Grafana dashboard queries:

# API latency P99 (PromQL)
histogram_quantile(0.99, rate(api_orders_latency_seconds_bucket[5m]))

# Error rate
rate(http_server_requests_seconds_count{status=~"5.."}[5m])
  / rate(http_server_requests_seconds_count[5m])

# Throughput
rate(api_orders_created_total[5m])

# HikariCP saturation
hikaricp_connections_active / hikaricp_connections_max

OpenTelemetry distributed tracing

// application.yml -- Spring Boot 3 auto-instruments with Micrometer Tracing
management:
  tracing:
    sampling:
      probability: 0.1  # Sample 10% of requests (100% is too expensive)

spring:
  application:
    name: order-service

# Send traces to Jaeger or Zipkin
management:
  otlp:
    tracing:
      endpoint: http://jaeger:4317

// Custom span for important operations:
@Service
public class OrderService {
    @Autowired private Tracer tracer;

    public Order processOrder(OrderRequest request) {
        Span span = tracer.nextSpan().name("order.process")
            .tag("merchant.id", request.getMerchantId().toString())
            .start();

        try (Tracer.SpanInScope ws = tracer.withSpan(span)) {
            Order order = createOrder(request); // auto-traced if using an instrumented DB
            Span paymentSpan = tracer.nextSpan().name("payment.charge").start();
            try (Tracer.SpanInScope ps = tracer.withSpan(paymentSpan)) {
                paymentService.charge(order);
            } finally {
                paymentSpan.end();
            }
            return order;
        } finally {
            span.end();
        }
    }
}

Java Flight Recorder: production profiling

JFR is a built-in profiler with under 1-2% overhead, safe for always-on production recording.

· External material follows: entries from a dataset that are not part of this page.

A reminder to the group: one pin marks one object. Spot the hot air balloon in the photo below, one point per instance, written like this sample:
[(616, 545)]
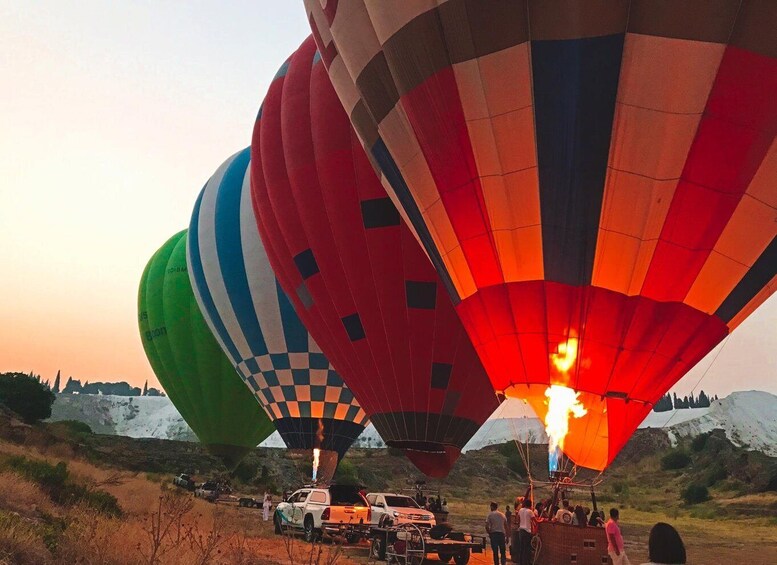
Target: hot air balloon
[(359, 280), (196, 375), (257, 327), (595, 182)]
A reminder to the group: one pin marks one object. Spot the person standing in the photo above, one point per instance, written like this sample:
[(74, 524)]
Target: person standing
[(496, 527), (615, 539), (266, 505), (525, 516)]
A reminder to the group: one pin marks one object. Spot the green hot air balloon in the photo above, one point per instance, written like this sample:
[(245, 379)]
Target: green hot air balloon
[(189, 363)]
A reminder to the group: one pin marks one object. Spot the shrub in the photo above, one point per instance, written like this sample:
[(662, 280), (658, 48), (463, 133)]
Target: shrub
[(676, 459), (695, 493), (516, 465), (26, 396), (245, 471), (55, 480), (716, 473), (346, 473), (699, 442)]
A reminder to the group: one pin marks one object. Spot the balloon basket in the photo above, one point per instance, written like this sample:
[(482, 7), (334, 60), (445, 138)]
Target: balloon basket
[(561, 543)]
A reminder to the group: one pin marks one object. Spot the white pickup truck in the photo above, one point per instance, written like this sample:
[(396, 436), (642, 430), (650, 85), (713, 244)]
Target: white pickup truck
[(390, 508), (333, 510)]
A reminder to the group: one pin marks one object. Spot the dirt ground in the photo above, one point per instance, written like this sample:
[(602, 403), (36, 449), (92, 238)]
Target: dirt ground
[(702, 549)]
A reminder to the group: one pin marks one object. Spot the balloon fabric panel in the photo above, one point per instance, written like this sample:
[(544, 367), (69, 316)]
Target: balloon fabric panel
[(189, 363), (592, 170), (256, 323), (380, 311)]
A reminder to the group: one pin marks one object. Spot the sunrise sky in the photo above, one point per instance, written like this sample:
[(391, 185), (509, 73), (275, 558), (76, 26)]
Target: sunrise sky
[(112, 117)]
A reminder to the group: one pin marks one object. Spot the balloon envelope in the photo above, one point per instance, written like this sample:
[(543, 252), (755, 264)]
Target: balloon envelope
[(358, 278), (196, 375), (255, 322), (590, 176)]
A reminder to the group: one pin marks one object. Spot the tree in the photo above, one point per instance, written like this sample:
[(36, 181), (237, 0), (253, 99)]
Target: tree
[(26, 396)]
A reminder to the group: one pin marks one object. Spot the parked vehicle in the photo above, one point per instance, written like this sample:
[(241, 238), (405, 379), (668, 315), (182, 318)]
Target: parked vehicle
[(317, 511), (249, 502), (208, 490), (391, 508), (184, 481)]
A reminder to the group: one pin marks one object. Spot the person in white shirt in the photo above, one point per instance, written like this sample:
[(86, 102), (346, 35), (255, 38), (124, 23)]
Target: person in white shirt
[(524, 517), (266, 505), (564, 515)]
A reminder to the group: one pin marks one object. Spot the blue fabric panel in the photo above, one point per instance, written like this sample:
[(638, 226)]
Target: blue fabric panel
[(199, 281), (230, 251), (295, 333), (389, 167), (575, 85)]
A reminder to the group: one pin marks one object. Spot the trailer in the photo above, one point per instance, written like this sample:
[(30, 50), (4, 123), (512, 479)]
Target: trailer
[(408, 544)]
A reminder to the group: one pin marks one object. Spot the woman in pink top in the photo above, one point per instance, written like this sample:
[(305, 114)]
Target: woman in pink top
[(615, 540)]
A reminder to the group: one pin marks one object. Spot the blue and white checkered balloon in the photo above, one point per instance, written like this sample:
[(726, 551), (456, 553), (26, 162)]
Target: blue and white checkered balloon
[(255, 323)]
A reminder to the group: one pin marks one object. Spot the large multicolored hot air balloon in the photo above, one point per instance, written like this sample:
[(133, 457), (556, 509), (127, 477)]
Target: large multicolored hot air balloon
[(358, 278), (196, 375), (256, 324), (594, 181)]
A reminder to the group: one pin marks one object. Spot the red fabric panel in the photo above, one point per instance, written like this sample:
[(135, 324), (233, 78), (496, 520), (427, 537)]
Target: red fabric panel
[(435, 112), (312, 177), (738, 126), (627, 344)]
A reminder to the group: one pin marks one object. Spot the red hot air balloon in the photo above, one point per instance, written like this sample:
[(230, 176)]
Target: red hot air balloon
[(594, 181), (359, 280)]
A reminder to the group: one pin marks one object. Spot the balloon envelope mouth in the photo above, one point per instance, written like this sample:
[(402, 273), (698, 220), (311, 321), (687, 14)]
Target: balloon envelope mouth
[(229, 455), (436, 464), (414, 445)]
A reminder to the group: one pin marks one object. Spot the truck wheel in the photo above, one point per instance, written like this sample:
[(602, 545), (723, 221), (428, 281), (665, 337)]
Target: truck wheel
[(310, 532), (277, 521)]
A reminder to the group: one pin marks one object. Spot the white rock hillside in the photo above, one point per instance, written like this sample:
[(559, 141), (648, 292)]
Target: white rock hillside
[(749, 419)]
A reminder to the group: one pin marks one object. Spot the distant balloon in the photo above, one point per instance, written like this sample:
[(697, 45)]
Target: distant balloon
[(595, 182), (256, 324), (359, 280), (196, 375)]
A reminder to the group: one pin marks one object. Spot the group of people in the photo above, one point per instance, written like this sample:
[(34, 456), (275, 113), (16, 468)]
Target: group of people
[(431, 504), (665, 546)]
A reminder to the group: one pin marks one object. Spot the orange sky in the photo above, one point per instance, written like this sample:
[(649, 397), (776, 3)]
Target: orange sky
[(112, 117)]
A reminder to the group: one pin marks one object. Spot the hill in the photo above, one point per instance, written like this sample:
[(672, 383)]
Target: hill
[(749, 419)]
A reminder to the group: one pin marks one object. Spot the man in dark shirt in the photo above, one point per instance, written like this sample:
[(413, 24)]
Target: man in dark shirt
[(496, 526)]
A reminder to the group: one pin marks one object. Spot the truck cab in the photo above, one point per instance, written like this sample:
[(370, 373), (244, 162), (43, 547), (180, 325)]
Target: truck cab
[(317, 511)]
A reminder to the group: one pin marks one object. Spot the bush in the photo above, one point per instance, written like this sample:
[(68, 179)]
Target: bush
[(699, 442), (716, 473), (516, 465), (26, 396), (55, 480), (675, 460), (346, 473), (245, 471), (695, 493)]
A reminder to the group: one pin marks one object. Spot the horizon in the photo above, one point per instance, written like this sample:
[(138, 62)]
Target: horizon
[(116, 117)]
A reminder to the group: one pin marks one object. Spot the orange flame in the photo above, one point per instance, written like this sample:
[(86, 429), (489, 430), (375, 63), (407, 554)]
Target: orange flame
[(316, 454), (563, 402)]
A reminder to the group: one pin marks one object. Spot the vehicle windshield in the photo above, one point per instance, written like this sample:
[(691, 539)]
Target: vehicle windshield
[(401, 502), (344, 495)]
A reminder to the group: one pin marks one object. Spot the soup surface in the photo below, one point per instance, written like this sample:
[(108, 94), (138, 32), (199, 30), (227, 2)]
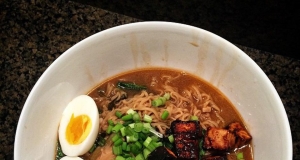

# Start a JFR recording (can attach to a running JVM):
jcmd <PID> JFR.start duration=60s filename=/tmp/recording.jfr settings=profile

# Analyze with JDK Mission Control:
jmc /tmp/recording.jfr

# Automated with the JFR API in code:
@Component
public class PerformanceRecorder {
    @Scheduled(fixedDelay = 3600000) // Every hour
    public void captureProfile() throws Exception {
        Path file = Path.of("/tmp/profile-" + System.currentTimeMillis() + ".jfr");
        Recording recording = new Recording();
        recording.enable("jdk.CPULoad").withPeriod(Duration.ofSeconds(1));
        recording.enable("jdk.GarbageCollection");
        recording.enable("jdk.SocketRead").withThreshold(Duration.ofMillis(10));
        recording.start();
        Thread.sleep(60000); // Record for 1 minute
        recording.dump(file);
        recording.stop();
        s3Client.upload(file); // Upload for analysis
    }
}

Thread dump analysis

# Capture a thread dump when the API is slow:
jstack <PID> > thread-dump.txt

# Or with jcmd:
jcmd <PID> Thread.print > thread-dump.txt

# Analysis: find BLOCKED threads
grep -A 5 "BLOCKED" thread-dump.txt

# Find threads waiting on a lock:
grep -B 2 "waiting to lock" thread-dump.txt

Dangerous patterns in a thread dump:

Many threads in WAITING state       -> All waiting for the same condition (pool exhaustion)
BLOCKED "waiting to lock <0x...>"   -> Lock contention
TIMED_WAITING "parking"             -> May be OK (async queue) or stuck (idle)
RUNNABLE with "socketRead"          -> Thread waiting on network I/O (blocking)

Async Profiler: CPU hotspot detection

# Async Profiler: accurate CPU profiling without JVM safepoint bias
./profiler.sh -d 30 -f /tmp/flamegraph.html -e cpu,alloc <PID>

# Flame graph: wider bars mean more CPU time
# Look for:
# - Wide bars in serialization code  -> optimize DTOs
# - Wide bars in reflection          -> add AfterburnerModule
# - Wide bars in GC                  -> reduce allocation
# - Wide bars in JDBC                -> N+1 queries, missing indexes

Part 14: Production Performance Incidents

Incident 1: API latency spikes from 80ms to 4 seconds

Symptoms: At 2:00 PM, P99 latency on /api/orders jumped from 80ms to 4,000ms. P50 was still around 90ms. Error rate was near zero. CPU and memory were normal.

Investigation:

-- Check for long-running queries
SELECT pid, now() - query_start AS duration, state, query
FROM pg_stat_activity
WHERE state != 'idle' AND now() - query_start > INTERVAL '1 second'
ORDER BY duration DESC;

-- Result: 1 query running for 3.5 seconds:
-- SELECT * FROM orders WHERE merchant_id = 123 ORDER BY created_at DESC

EXPLAIN ANALYZE SELECT * FROM orders
WHERE merchant_id = 123
ORDER BY created_at DESC
LIMIT 20;

-- Seq Scan on orders (cost=0.00..850000.00 rows=10000000)
-- Filter: merchant_id = 123
-- MISSING INDEX!

Root cause: Merchant 123 saw a 10x traffic increase after a marketing campaign. The query was fine before because the table was small. Now with 10 million rows, a sequential scan takes 3-4 seconds.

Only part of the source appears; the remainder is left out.